Reinforcement Learning Demystified: A Gentle Introduction
In a long blog post series starting with this episode, I’ll try to simplify the theory behind the science of reinforcement learning and its applications and cover code examples to make a solid illustration. You can read all my Blog-post here.
What is Reinforcement Learning?
Reinforcement learning or RL for short is the science of decision making or the optimal way of making decisions. When an infant plays, waves its arms, it has no explicit teacher, but it does have a direct sensorimotor connection to its environment. Exercising this connection produces a wealth of information about cause and effect, about consequences of actions, and about what to do in order to achieve goals.
This is the key idea behind RL, we have an environment that represents the outside world to the agent and an agent that takes actions, receives observations from the environment that consists of a reward for his action, and information of his new state. That reward informs the agent of how good or bad was the taken action, and the observation tells him what is his next state in the environment.
The agent tries to figure out the the best actions to take or the optimal way to behave in the environment in order to carry out his task in the best possible way.
This is a simulation of a humanoid that learned how to run after executing the sequence of acting, observing, and then acting until it finally figured out the best action to take at each time step to achieve its task, i.e. running efficiently.

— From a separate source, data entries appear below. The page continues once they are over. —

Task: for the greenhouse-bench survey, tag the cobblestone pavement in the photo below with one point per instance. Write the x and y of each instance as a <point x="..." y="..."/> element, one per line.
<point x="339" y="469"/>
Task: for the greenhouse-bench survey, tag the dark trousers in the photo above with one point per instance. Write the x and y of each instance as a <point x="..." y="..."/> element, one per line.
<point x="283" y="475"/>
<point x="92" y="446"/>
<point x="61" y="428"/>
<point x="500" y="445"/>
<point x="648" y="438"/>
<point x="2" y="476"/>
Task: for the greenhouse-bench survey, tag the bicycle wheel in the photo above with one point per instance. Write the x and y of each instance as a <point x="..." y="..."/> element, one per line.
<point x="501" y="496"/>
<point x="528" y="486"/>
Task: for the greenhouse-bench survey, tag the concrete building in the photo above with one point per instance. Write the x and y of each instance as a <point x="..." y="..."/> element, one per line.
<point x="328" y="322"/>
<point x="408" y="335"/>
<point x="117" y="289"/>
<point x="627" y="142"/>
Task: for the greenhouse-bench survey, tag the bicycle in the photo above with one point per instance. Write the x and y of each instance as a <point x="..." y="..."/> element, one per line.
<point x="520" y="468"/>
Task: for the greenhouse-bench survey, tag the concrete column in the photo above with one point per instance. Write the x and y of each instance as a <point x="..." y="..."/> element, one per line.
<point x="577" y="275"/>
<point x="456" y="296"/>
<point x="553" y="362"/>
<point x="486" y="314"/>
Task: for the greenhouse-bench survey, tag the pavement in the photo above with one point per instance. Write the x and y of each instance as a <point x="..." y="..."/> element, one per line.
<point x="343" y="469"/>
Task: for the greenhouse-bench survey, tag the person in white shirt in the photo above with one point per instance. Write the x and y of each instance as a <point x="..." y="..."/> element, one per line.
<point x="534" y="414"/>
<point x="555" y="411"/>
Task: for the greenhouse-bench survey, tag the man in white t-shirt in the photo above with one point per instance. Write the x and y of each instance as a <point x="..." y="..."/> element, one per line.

Here is a successful example of an RL agent that learned to play Breakout like any human being after 400 training episodes. After 600 training episodes, the agent finds and exploits the best strategy of tunneling and then hitting the ball behind the wall.
Keep in mind there is no explicit human supervisor, the agent learns by trial and error.
Another amazing success story is how Deepmind used RL to simulate locomotion behavior on Mujoco’s simulation models. The agent is given proprioception and simplified vision to perceive the environment.
The agent learns to run, jump, crouch, and climb through relentless attempts of trials and learning from its errors.
We can’t ignore the biggest event in AI community, the ultimate smackdown of human versus machine, where Deepmind’s AlphaGo ruthlessly managed to defeat Lee Sedol, the South Korean professional Go player of 9 dan rank, 4 matches against 1 in March 2016. This guy has 18 world championships under his belt.
“The Game of Go is the holy grail of artificial intelligence. Everything we’ve ever tried in AI, it just falls over when you try the game of Go.”
David Silver, Lead Researcher for AlphaGo
What makes RL different from other machine learning paradigms ?
In RL there is no supervisor, only a reward signal or a real number that tells the agent how good or bad was his action. Feedback from the environment might be delayed over several time steps, it’s not necessarily instantaneous e.g. for the task of reaching a goal in a grid-world, the feedback might be at the end when the agent reaches the goal. The agent might spend some time exploring and wandering in the environment until it finally reaches the goal after a while to realize what were the good and bad actions it has taken.
In machine learning or supervised learning, we have a dataset that describes the environment to the algorithm and the right answers or actions to do when faced with a specific situation, and the algorithm tries to generalize from that data to new situations.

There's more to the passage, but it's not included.